Ren watched her, his expression a mask of quiet, unreadable calm. He saw not just the arrogant, cruel Harbinger from the game. He saw the tragedy that lay beneath the ice. He saw the Crimson Witch of Flames, the woman from Mondstadt who had lost her love to a dragon's rampage, a woman whose all-consuming grief had transformed her into a being of pure, liquid fire. He saw the woman who had been betrayed, exiled, and had then willingly, desperately, offered her burning, broken heart to a new god, the Tsaritsa, who had granted her a new purpose, and a new power to temper her endless, burning rage.

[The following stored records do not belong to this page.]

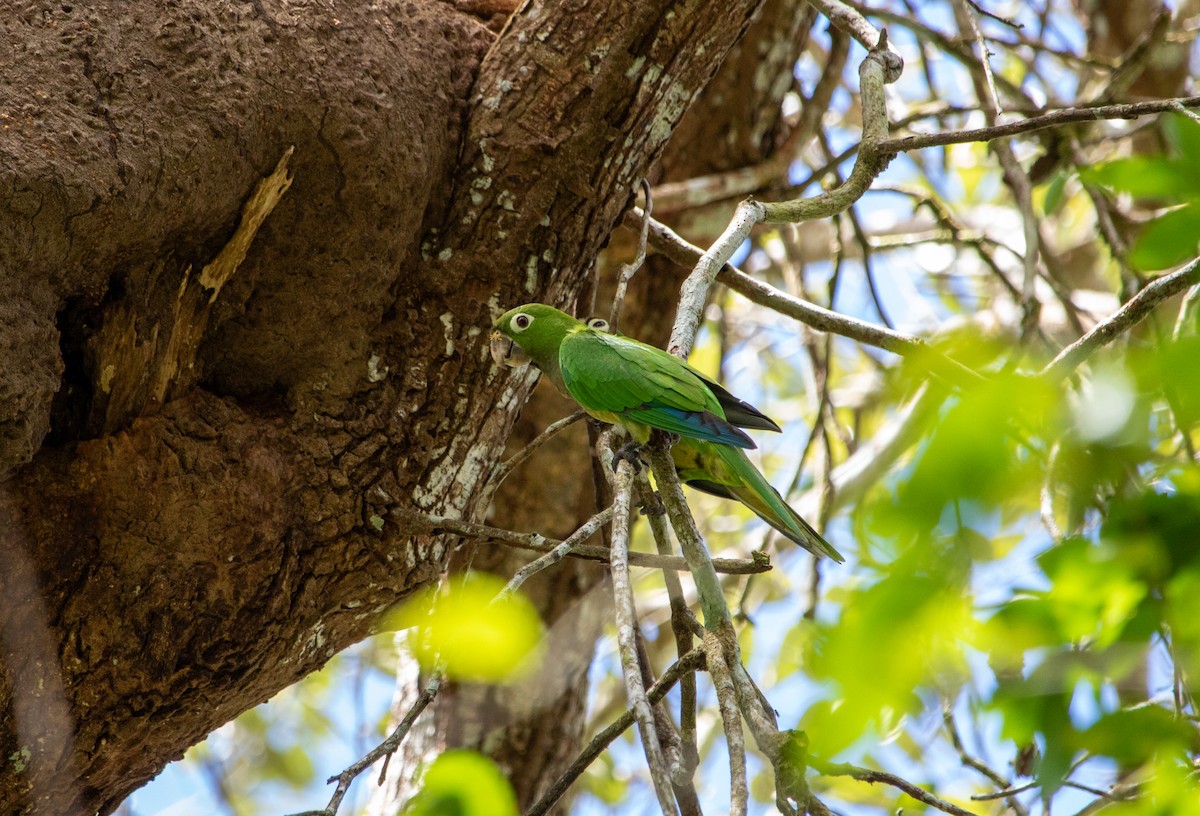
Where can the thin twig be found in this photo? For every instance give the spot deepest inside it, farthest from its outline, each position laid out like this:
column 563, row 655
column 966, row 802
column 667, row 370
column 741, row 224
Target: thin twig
column 630, row 269
column 708, row 586
column 558, row 553
column 681, row 616
column 502, row 471
column 427, row 525
column 1121, row 321
column 669, row 243
column 869, row 775
column 685, row 665
column 1039, row 123
column 627, row 637
column 727, row 702
column 387, row 748
column 880, row 67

He knew that the Cryo Delusion she wore was not just a weapon. It was a cage. It was the only thing that kept the inferno of her grief from consuming her entirely. It was a source of great power, but also of great, constant pain. But it was her power, a gift from her god, a symbol of her new identity. The idea that a mere mortal, a child, could create a "better" version… she would see it as a pathetic, laughable insult. In her eyes, the life-draining agony of a Delusion, a power bestowed by a god, was infinitely superior to any safe, sterile, and soulless "trinket" a mortal could ever hope to create.
He understood the rage, the grief, the fierce, unwavering loyalty that drove her. It did not excuse her actions, the pain and the chaos she had caused. But it allowed him to see her not as a simple villain, but as a profoundly, tragically, human figure, encased in a shell of divine, borrowed ice.

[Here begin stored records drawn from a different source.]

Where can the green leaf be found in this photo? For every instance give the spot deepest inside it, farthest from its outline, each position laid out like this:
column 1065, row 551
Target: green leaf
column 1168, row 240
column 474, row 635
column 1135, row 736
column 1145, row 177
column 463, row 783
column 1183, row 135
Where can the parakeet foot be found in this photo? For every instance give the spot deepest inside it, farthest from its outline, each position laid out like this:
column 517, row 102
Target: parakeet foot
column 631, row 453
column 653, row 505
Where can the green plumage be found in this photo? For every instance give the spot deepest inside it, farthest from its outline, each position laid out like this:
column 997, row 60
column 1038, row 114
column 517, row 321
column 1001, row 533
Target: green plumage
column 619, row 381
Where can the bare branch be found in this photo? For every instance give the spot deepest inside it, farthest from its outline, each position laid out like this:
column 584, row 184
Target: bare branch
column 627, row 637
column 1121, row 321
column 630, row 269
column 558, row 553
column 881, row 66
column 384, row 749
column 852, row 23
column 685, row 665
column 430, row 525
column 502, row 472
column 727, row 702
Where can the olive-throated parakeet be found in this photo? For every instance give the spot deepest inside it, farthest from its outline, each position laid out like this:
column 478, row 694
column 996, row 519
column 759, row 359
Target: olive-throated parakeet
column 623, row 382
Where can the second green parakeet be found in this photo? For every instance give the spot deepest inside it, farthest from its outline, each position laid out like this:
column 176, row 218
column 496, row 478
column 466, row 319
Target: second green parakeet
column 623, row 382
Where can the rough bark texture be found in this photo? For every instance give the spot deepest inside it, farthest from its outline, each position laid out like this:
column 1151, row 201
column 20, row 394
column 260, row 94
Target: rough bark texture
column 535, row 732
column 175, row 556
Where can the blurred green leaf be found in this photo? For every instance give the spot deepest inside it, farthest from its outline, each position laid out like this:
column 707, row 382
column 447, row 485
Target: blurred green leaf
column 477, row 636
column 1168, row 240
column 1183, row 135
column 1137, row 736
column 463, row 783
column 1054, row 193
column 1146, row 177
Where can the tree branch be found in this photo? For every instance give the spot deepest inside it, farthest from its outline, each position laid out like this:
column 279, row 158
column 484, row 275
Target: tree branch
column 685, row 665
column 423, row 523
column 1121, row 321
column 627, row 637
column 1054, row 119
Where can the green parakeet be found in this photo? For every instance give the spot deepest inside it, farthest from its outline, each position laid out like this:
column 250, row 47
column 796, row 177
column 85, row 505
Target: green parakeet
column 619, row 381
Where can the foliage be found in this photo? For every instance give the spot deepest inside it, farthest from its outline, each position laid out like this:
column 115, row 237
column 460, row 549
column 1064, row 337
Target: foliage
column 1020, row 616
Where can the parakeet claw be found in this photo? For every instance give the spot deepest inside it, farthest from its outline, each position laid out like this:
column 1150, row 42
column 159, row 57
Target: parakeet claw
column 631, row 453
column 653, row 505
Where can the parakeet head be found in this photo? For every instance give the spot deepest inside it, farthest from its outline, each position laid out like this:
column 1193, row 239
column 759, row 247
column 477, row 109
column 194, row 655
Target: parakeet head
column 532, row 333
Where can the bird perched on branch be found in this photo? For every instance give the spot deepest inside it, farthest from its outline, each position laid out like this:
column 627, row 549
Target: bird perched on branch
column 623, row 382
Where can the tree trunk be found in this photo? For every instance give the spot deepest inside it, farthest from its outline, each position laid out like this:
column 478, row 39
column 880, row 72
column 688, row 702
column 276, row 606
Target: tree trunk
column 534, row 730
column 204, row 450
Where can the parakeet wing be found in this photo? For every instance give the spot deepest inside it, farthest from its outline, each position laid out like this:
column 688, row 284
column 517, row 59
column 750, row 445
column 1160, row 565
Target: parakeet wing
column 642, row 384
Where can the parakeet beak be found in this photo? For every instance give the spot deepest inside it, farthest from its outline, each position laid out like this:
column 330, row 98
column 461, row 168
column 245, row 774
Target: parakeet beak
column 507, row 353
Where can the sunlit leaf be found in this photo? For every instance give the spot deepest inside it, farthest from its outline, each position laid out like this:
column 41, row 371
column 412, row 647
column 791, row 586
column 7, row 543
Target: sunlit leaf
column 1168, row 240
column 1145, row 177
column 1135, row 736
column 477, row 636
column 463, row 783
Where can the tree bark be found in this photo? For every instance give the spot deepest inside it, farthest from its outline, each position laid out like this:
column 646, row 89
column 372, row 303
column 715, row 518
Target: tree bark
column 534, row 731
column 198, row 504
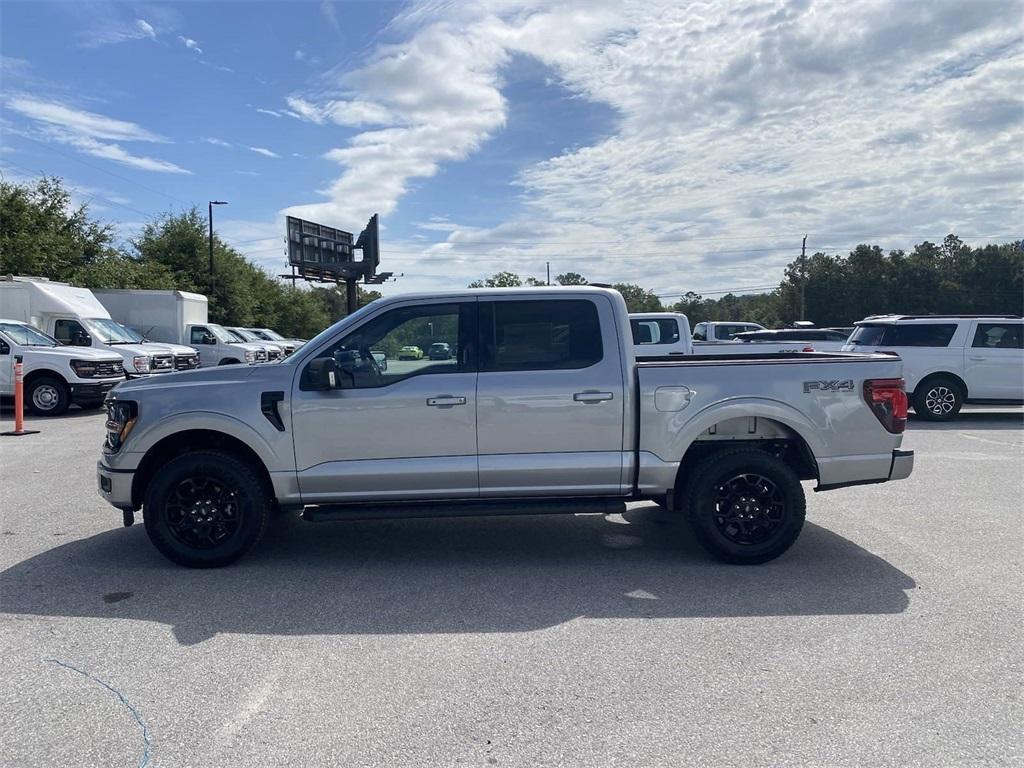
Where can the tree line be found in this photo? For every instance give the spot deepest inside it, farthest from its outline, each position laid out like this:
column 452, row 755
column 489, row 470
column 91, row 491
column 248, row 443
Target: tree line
column 43, row 235
column 948, row 278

The Shogun, on her throne, remained as still and as silent as a statue. She simply looked down at the Harbinger, her impassive, amethyst gaze a silent, unreadable void. La Signora was making her opening move in a grand, diplomatic game, a game of flattery and veiled threats.
But the true game, the one that truly mattered, was the silent, internal, and world-altering debate that was currently raging in the heart of the silent god on the throne, a debate that had been started, and would likely be finished, by the small, quiet, and completely underestimated boy who was watching it all unfold from the sidelines.